Luke mixing it up at his Cape Town bar, Outrage of Modesty.
“We have weekly creative sessions where we allocate two hours to just sitting down and just brainstorming. Everyone has a set project that they are working on. A clipboard where everything is recorded. What happens when you burn this? What happens when you infuse that? If a drink happens out of it great, if it doesn’t no problem—we try again next time. Creativity is not just a moment of genius. Those lightbulbs moments are amazing and do happen but you can’t rely on them. You’ve got to set a structure. Once you do set a structure, the ideas happen naturally.” Like his chef friends and icons, there’s an element of alchemy to what Whearty does as he pushes the boundaries with his bars in Singapore, Cape Town, and soon Melbourne. Structured and spontaneous, foraged and finessed, crushed and sorted, burned and vaporized, distilled and delivered—he’s serving up something fresh every time.
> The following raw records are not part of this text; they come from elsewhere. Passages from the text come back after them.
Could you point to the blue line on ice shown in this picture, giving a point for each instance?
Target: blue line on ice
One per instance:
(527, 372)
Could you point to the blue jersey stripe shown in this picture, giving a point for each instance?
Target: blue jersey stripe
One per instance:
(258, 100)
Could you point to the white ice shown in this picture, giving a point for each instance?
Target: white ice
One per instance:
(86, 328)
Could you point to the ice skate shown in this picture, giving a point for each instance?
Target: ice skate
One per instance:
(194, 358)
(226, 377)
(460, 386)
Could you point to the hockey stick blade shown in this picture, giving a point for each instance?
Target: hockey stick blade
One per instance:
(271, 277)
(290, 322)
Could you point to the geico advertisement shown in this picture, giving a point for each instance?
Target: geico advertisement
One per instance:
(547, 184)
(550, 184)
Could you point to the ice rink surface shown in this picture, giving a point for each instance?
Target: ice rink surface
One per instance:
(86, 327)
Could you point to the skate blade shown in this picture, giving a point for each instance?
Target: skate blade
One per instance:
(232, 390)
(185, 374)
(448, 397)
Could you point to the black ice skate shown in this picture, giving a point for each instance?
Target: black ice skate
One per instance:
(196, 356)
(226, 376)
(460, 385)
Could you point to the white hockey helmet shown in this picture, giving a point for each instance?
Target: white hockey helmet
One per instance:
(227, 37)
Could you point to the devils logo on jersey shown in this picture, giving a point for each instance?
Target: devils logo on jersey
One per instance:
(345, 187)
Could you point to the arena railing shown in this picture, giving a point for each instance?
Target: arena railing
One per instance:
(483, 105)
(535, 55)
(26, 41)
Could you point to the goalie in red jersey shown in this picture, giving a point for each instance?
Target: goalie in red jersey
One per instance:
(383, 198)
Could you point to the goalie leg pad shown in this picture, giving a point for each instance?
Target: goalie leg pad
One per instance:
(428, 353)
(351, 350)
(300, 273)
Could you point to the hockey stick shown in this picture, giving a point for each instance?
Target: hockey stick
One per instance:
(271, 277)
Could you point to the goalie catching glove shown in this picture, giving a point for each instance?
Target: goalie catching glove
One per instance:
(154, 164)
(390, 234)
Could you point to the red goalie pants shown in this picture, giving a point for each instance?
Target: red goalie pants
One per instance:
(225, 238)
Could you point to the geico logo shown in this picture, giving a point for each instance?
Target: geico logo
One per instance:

“Adria’s one of my biggest influences. I have read a lot about his way of thinking and his approach to being creative. A lot of people think you are either a creative person or not, but I don’t think that’s necessarily true. I think some people make more time for being creative or make time to think about new ideas. Others just consider themselves to be too busy. But are we really too busy or are we not allocating our time more intelligently? This is why I adopted the creative sessions mentality for Outrage.”